Quando a água ficou esbranquiçada e turva, a princesa retirou a peneira, deixando que escorresse para depois colocá-la em cima de uma bandeja de prata na mesa diante da janela. Ela tateou a xícara, averiguando a temperatura e depois levou-a para os lábios rosados. O gosto era doce como o cheiro, delicado e açucarado com sutileza. Era o preferido de Isandra, mas nem mesmo ele conseguia tirar o amargor de sua boca. Ela deu as costas para o dia, contemplando o interior do quarto, e se viu desolada no silêncio absoluto de sua companhia muda. Aquele era o terceiro dia desde que seu pai dormira, um corpo magro e estático afundado em um amontoado de cobertores em uma cama imensa para ele. Lembrava-se dele como um homem grandioso e de punho, mas a cada lua que iluminava o céu, ela percebia o quão mais fraco o pai ficava.

O segundo gole do chá já não era mais doce. Ele desceu quente e áspero, difícil de engolir, como tudo o mais que tentava comer ou beber. Ela deixou a xícara na mesa, indisposta, e foi até a cama do pai no centro do quarto. Era um grande móvel retângular esculpido em madeira escura, com quatro pilares, um em cada ponta, onde se estendia uma grande cortina de seda que descia pelas laterais. O lado que dava para a janela tinha a cortina presa no momento, permitindo que o ar matinal entrasse, numa tola tentativa de dar cor ao pálido rosto do homem em coma.
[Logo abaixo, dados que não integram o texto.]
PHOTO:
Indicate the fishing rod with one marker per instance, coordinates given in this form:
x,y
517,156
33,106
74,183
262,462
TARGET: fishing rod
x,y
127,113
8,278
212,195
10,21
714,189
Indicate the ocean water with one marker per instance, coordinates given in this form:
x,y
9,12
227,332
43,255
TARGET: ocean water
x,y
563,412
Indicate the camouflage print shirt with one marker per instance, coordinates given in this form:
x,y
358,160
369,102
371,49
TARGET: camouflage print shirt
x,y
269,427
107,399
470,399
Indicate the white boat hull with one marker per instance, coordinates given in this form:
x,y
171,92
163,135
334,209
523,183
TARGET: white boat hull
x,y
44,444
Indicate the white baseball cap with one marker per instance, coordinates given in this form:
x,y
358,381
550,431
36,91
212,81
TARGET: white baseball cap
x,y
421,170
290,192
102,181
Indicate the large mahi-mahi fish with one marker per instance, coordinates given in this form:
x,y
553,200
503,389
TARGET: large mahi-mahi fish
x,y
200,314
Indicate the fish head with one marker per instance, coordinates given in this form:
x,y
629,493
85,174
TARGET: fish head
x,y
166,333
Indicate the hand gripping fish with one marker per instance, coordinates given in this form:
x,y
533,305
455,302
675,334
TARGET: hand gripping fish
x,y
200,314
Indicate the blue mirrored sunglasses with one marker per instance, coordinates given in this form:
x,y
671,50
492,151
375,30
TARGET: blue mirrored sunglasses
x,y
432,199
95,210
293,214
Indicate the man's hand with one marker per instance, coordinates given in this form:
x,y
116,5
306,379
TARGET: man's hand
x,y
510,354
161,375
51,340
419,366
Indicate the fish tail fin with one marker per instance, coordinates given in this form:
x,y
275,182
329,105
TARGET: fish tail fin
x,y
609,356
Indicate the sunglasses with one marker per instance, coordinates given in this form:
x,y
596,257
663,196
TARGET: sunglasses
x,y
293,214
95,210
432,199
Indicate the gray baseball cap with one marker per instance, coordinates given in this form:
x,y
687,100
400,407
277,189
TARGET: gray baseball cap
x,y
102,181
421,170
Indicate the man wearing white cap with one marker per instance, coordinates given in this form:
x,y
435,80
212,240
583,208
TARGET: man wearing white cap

Isandra sentou na borda da cama com delicadeza, pousando a mão sobre o peito do pai coberto e contemplou seu rosto branco. Ele já não era mais o jovem Rei que fora alguns anos atrás, com seu rosto marcado por rugas de expressão e tempo em diversas partes, os olhos fundos e com bolsas. Suas sobrancelhas, antes dois grandes amontoados de pelos pretos, eram agora grisalhas, tinha a barba feita por praticidade e até seus cabelos já eram ralos e acinzentados se comparados a antigamente. O estado de saúde precário havia acelerado o envelhecimento e fragilizado o corpo, como o maege havia dito que seria, e a veracidade daquelas palavras estava bem diante dos olhos da princesa. Ela percebia as nuances da palidez do pai toda nova manhã, como o quão escuras se tornavam diariamente as manchas abaixo dos olhos, e os quilos que perdia por sua invalidez.

Quando acordado, o homem sofria de febres intensas e alucinações. Já naquele estado era apenas um corpo inanimado que ainda estava vivo. A expressão cadavérica e a respiração fraca eram um presságio de que não viveria por muitas outras manhãs, Isandra sabia.